Ignore that it is upside down (forking Excel’s built in graphs) but you can see that as people progress from course to course in the module, that you see some tail off of access. Since this is a new platform, it is not expected that everybody completed every component. No problem there.

But, to “complete” the module, it is required that the student take (and pass) the post assessment. That is what is measured.

The Data team was proud of this, and frankly, I am impressed that they were able to go from our data gathering tools, into the data lake, and then build a custom report in Tableau, to graphically show this in a way that makes sense. And they did it pretty quickly. Now, push a button, and you get that report for any time frame that you care about. Cool.

Huge plus, since I used to have to do this myself, and very very manually.

But the Data team couldn’t connect the dots between what was on the screen, and what was really happening, and how to run an experiment to see if we could encourage more completion via the assessments.

Product Management for the win there. It’s what we do.

I do not want to disparage or discourage the data scientists that are coming up in this era, but instead to get them to question the data, and understand how to connect the data to the business.

One other example was looking at our most active learners. Since we sell a subscription to our entire library for a flat rate, it is a valid data point to see who is consuming the most.

The chart showed that for one user account (tied to an email) that in the previous 90 days, that person logged nearly 860 hours of training time.
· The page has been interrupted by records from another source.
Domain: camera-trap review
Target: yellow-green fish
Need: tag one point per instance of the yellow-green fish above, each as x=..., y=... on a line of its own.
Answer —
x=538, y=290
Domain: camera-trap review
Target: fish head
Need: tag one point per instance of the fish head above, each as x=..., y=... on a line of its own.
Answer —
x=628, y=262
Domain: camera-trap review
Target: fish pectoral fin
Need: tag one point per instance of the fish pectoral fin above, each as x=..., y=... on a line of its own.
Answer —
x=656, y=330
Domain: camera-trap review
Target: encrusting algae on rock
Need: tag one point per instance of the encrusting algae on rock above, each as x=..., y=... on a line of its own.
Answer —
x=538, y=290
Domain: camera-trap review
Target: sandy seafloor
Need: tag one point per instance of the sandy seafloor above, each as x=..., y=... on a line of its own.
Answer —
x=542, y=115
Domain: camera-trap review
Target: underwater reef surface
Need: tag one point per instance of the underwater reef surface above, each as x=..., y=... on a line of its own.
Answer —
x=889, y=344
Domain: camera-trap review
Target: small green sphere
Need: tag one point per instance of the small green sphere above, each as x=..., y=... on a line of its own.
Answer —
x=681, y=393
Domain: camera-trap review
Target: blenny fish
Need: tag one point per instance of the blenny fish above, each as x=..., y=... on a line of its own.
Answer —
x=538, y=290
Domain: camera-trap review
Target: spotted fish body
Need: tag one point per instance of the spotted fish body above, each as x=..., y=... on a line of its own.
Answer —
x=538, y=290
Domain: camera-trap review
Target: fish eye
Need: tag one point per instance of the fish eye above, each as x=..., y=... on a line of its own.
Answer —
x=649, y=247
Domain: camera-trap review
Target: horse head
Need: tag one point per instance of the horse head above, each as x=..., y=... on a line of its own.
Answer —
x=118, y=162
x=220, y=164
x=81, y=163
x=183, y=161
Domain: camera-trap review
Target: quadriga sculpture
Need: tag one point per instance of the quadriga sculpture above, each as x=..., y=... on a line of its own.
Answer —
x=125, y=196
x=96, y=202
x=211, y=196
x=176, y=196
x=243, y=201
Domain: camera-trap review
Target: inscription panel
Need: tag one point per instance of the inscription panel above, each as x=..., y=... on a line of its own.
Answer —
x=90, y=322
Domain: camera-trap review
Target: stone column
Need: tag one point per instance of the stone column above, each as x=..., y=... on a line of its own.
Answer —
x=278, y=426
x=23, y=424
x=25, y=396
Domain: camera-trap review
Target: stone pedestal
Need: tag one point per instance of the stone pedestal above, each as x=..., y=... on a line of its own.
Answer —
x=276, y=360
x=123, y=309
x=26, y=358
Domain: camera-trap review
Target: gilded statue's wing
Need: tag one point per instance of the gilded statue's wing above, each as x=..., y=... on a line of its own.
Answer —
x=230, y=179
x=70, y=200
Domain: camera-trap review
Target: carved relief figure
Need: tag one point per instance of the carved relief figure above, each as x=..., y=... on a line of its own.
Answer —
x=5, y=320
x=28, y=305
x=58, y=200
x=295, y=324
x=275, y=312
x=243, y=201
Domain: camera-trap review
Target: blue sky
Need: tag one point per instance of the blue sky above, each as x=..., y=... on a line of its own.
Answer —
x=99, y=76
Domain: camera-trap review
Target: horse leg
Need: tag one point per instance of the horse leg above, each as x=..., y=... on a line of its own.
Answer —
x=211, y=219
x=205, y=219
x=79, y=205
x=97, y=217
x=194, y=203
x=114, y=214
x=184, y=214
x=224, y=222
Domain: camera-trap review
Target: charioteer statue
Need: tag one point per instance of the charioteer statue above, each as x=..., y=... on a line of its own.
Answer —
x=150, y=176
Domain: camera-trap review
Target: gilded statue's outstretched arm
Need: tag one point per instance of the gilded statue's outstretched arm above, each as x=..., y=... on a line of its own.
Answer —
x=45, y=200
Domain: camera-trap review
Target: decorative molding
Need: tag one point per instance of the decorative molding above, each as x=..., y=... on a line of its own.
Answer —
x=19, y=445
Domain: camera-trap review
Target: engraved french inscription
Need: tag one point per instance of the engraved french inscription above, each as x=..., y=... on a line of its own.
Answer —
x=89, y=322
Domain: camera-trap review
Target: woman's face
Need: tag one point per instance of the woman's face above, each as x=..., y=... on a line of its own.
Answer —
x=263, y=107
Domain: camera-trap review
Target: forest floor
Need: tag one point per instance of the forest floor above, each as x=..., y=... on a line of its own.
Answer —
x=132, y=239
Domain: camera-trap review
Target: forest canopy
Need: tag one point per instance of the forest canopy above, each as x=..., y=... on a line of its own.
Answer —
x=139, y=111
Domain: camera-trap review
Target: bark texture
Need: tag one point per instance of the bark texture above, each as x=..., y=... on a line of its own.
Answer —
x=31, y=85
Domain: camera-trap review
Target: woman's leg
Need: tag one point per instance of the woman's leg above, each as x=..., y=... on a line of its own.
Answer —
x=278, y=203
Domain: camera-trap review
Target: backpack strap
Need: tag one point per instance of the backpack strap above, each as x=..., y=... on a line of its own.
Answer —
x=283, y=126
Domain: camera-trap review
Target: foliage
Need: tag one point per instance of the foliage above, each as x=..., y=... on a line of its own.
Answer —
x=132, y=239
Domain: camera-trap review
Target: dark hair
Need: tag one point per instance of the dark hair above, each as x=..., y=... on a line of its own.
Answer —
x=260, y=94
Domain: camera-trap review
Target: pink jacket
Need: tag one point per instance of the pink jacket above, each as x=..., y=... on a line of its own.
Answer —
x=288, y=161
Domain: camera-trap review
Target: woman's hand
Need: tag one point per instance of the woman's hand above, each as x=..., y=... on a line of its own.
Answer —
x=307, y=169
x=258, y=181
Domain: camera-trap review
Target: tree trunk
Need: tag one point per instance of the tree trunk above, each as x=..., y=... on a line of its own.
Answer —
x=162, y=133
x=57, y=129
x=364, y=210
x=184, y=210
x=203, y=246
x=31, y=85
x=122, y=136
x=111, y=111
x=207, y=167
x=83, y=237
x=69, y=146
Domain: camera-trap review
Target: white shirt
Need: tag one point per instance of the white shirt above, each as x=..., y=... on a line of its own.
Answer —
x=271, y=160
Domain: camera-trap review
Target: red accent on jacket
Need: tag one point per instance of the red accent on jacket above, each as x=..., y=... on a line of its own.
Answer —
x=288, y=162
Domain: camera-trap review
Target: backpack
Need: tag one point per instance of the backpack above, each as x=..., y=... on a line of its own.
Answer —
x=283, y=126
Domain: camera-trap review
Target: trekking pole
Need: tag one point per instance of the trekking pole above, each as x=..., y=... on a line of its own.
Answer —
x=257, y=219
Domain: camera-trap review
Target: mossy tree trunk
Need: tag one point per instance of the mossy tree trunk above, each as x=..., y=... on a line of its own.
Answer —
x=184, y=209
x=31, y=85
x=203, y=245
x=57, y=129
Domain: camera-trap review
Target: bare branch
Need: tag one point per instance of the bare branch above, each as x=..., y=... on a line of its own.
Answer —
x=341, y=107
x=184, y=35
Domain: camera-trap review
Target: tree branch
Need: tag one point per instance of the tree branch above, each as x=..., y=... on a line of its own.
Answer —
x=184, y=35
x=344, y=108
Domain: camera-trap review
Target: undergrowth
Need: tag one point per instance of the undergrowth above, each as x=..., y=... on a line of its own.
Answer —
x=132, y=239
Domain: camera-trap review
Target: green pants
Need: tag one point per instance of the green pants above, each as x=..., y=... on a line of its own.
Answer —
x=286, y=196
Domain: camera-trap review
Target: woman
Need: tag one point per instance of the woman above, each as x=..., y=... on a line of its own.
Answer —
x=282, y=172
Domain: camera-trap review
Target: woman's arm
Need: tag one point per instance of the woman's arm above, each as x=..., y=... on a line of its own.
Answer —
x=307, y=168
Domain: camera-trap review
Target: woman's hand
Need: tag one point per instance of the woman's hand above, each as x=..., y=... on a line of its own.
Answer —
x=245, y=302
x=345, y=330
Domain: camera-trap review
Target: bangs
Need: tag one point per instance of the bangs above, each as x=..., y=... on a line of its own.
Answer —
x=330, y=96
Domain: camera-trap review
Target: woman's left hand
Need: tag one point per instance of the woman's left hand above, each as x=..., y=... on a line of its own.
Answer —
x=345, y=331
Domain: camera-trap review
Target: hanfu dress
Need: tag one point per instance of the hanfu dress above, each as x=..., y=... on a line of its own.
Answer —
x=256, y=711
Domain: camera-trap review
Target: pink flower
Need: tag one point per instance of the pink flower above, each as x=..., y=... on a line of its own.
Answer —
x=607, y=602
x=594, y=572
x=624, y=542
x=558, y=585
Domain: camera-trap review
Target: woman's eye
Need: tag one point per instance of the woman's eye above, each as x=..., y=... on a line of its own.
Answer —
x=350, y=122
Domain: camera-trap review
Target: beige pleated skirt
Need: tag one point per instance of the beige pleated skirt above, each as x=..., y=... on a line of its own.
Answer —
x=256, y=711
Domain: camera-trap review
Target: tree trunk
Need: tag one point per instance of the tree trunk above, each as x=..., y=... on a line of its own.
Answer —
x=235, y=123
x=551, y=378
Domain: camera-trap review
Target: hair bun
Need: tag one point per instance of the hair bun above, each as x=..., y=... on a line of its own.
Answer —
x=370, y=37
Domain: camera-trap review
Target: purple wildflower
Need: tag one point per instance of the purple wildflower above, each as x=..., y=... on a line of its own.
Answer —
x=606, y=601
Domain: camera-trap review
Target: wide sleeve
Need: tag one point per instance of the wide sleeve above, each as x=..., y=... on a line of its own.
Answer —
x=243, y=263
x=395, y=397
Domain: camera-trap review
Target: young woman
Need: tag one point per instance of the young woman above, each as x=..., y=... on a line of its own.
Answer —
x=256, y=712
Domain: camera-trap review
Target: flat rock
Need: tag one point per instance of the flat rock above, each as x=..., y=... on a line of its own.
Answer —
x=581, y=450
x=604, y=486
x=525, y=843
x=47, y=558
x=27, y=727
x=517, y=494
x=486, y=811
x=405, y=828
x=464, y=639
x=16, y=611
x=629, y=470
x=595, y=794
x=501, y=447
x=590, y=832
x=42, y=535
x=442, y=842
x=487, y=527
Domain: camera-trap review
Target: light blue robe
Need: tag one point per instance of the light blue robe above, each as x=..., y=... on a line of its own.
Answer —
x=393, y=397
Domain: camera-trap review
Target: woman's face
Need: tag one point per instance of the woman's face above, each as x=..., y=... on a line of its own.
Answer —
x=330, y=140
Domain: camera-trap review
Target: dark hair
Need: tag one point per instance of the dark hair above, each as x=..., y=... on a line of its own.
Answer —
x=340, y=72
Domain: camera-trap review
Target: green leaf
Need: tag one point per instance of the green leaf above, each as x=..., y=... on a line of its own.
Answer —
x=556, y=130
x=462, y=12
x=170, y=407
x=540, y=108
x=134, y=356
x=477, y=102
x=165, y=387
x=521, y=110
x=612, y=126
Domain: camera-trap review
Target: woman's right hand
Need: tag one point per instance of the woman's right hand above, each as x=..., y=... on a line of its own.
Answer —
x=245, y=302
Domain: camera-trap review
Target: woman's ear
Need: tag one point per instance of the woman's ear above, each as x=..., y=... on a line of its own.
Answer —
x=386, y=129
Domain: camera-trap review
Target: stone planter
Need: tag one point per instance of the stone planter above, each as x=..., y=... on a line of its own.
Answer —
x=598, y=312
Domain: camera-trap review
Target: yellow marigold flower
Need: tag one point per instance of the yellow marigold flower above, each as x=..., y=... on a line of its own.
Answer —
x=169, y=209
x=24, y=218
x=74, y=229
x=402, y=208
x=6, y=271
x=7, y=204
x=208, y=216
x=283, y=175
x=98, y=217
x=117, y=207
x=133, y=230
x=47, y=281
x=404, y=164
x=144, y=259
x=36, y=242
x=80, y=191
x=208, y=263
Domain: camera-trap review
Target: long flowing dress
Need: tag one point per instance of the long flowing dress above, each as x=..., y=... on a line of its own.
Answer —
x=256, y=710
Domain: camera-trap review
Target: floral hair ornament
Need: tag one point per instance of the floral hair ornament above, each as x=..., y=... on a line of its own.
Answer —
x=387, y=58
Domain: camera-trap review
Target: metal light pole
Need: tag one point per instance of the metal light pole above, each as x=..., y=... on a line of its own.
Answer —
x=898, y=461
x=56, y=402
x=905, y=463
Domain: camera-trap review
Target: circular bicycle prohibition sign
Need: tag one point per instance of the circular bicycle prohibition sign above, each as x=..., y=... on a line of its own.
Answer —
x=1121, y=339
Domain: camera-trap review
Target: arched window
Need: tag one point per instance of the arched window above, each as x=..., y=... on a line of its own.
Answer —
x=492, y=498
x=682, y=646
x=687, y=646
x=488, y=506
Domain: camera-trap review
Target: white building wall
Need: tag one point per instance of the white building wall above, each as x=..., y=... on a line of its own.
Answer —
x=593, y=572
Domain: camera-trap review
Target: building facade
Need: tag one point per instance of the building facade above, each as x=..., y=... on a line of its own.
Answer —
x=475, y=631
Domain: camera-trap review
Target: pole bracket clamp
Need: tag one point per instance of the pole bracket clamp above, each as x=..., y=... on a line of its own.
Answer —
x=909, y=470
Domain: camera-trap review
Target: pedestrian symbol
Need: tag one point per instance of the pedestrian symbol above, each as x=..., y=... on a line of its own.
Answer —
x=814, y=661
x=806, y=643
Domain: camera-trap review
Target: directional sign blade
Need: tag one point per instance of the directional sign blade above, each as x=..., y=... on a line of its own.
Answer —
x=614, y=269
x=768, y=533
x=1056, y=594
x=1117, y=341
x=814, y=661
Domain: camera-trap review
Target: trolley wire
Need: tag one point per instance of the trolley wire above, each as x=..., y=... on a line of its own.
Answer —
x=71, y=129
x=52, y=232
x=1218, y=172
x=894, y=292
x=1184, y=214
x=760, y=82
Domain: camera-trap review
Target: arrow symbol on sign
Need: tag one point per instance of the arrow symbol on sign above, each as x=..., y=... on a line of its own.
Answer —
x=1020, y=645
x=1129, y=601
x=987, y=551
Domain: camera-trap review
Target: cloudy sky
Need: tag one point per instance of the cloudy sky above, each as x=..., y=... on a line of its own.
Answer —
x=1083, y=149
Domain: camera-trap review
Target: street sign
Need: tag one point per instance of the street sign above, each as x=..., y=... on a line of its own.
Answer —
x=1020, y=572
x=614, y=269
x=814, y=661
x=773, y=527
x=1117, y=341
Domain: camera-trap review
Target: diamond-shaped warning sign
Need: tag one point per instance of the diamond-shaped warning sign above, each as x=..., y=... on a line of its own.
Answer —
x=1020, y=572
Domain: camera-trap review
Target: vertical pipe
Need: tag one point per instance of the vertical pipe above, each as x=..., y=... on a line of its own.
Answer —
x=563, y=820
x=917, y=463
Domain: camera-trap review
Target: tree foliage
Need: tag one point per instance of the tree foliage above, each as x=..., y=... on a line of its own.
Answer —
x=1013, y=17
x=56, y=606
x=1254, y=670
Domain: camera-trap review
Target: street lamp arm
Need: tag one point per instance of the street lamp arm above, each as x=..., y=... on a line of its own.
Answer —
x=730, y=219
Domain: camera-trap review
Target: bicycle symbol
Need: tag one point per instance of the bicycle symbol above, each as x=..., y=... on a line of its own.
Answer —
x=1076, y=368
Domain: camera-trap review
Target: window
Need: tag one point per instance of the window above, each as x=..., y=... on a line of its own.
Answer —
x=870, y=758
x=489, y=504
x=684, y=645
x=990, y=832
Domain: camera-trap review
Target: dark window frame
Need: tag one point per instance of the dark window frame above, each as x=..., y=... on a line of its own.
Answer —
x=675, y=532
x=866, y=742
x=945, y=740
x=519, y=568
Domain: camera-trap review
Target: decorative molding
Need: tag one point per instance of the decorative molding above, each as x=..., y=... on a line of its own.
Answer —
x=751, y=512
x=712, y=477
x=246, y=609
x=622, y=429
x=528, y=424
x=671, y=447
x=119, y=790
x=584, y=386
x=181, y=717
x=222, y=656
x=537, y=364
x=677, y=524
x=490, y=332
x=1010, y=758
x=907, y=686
That is in front of a screen, logged in, and actively partaking.

To me, that screamed that there was a problem. 90 days is roughly 12 weeks. The working hours in 12 weeks is 480, so this “person” logged more than two times the working hours in the period in our system and training.

That is obviously impossible. No job is going to let an employee do nothing but train, and then pay overtime for more training. Instead, this was a case of account sharing, and abuse of our terms of service.

Again, as a product manager, this jumped out at me from the screen, and was missed by our data team.

In fact, much of my data exploration is to identify anomalies like these, or trends, and then to figure out how/why, and if they are good, or bad for our business, to then course correct to improve performance. A data science certificate and skills get you in the ballpark, but if you want to excel, and to create huge value to the business, you need to learn to connect the dots, and to identify insights that can be used to fine tune the performance of the products or services offered.

You are part way there, now learn the rest!

  1. A Brief History of Data Science - DATAVERSITY

  2. I complain about the performance because it takes eons to have filters take effect. But, I guess that the performance has become important to our execs so this weekend, they are moving it from a VM to a pretty impressive physical server. I hope that reduces the tens of minutes to create a cross tab to something less than a minute to craft a 40k line CSV file for output

  3. Needless to say, this isn’t the actual data, but a stylized example.